Maddock wasn’t calling for violence. But he seemed to suggest that it could be viewed by some on the right as justified. By the way, his wife, Meshawn Maddock, a former co-chair of the Michigan Republican Party, is one of the 16 fake electors who Michigan Attorney General Dana Nessel criminally charged in July. Our perennial contender, Rep. Matt Gaetz (R-Fla.), took it further. Introducing Donald Trump at a rally at the Iowa State Fair, he told the crowd, “Only through force do we make any change in a corrupt town like Washington, DC.” |
This was an outright endorsement of violence. Gaetz added, “And so to all my friends here in Iowa, when you see them come for [Trump], know that they are coming for our movement, and they are coming for all of us." Encouraging paranoia and validating the use of force in politics—this is dangerous stuff.

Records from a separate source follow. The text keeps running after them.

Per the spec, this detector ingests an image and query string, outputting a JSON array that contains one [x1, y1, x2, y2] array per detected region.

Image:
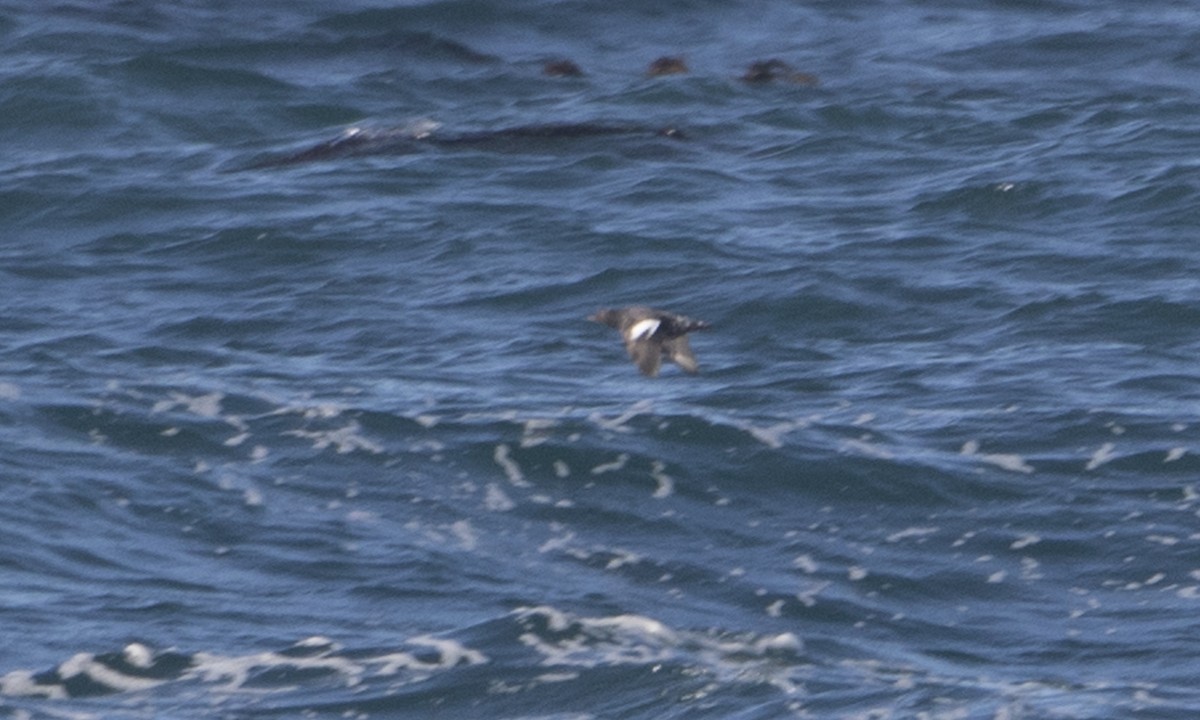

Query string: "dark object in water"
[[646, 55, 688, 78], [244, 122, 685, 170], [742, 58, 821, 86], [588, 305, 708, 378], [541, 59, 583, 78]]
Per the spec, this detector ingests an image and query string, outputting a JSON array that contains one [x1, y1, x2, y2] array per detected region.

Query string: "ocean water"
[[0, 0, 1200, 720]]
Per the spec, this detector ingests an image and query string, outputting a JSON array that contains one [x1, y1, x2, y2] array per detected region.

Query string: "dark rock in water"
[[588, 305, 708, 378], [742, 58, 821, 86], [646, 55, 688, 78], [541, 60, 583, 78]]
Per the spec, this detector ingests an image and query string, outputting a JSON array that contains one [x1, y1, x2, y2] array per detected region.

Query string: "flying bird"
[[588, 305, 708, 378]]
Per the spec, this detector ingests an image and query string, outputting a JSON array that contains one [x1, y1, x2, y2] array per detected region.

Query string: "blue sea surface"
[[0, 0, 1200, 720]]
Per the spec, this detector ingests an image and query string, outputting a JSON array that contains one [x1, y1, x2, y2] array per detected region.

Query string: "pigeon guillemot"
[[588, 305, 708, 378]]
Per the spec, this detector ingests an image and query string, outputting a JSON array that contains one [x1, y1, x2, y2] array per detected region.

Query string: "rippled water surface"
[[0, 0, 1200, 720]]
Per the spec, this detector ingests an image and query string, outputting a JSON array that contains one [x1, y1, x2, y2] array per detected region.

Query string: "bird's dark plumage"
[[588, 305, 708, 378]]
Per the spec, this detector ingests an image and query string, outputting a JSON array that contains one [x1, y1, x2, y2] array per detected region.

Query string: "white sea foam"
[[492, 443, 533, 487], [650, 460, 674, 498], [592, 452, 629, 475], [961, 440, 1033, 473], [1087, 443, 1116, 470], [282, 420, 383, 455]]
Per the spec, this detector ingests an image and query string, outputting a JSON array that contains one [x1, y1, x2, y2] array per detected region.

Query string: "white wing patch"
[[629, 319, 662, 340]]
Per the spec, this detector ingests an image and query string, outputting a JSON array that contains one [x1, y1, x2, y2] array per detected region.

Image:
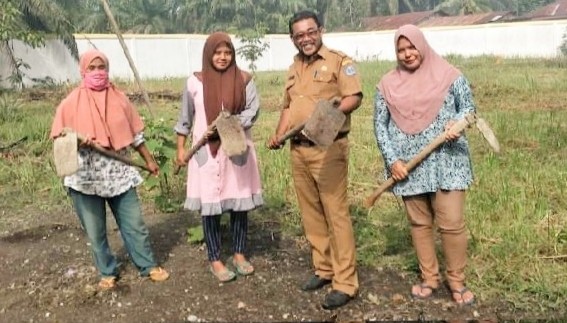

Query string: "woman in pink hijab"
[[374, 25, 475, 305], [51, 50, 169, 289]]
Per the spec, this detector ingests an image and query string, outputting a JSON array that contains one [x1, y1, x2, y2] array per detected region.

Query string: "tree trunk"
[[100, 0, 153, 118]]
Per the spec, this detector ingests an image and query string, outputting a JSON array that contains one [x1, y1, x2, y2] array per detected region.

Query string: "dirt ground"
[[0, 202, 544, 322]]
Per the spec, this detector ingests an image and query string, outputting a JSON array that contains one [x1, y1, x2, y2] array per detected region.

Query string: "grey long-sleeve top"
[[174, 80, 260, 136]]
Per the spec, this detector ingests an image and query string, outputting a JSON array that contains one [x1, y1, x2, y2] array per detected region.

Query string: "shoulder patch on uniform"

The Iowa State Fair is supposed to be full of family-friendly fare—and fried food. Gaetz was using it to spread fascism. There are dozens of contests at the fair. For instance, Brooks and Weston Arendt of Hedrick, Iowa, won the fair’s look-most-alike contest for twins or triplets under the age of one. Gaetz took our prize. |
We’ve fallen behind on our mailroom duties these past few weeks. Many apologies. But it’s August and...well, that’s it. Lots of readers expressed concern about No Labels, the dark-money group I wrote about that may field a presidential candidate in 2024 who impedes President Joe Biden’s reelection effort. Leon Wolf emailed:
Can't someone or even the IRS use legal means to declare No Labels a political party, thereby forcing donor disclosure? How can they say they are not?
Good question. But the IRS does a bad job of policing nonprofits and rarely challenges the charitable tax status of organizations. No Labels says it’s not a political party, which means it does not have to disclose its donors. Yet, as I’ve reported, in various states it is setting up chapters that declare themselves political parties. So a group creating political parties is claiming it is not a political party so it can hide its source of funding. This is enough reason to be suspicious of the outfit.
John S. Brookes had a different take:
For a long time now, David, it has been my belief that this country needs a strong third party. In my mind, were I to start one, I'd call it The American Party or maybe the Red White & Blue Party. Regardless of the name, it would seek to appeal to an audience of people with common sense and decent moral principles, and utilize Solomonic wisdom (i.e., "split the baby") on hot button issues and, ideally propose novel solutions to some of our problems facing our bloated federal bureaucracy.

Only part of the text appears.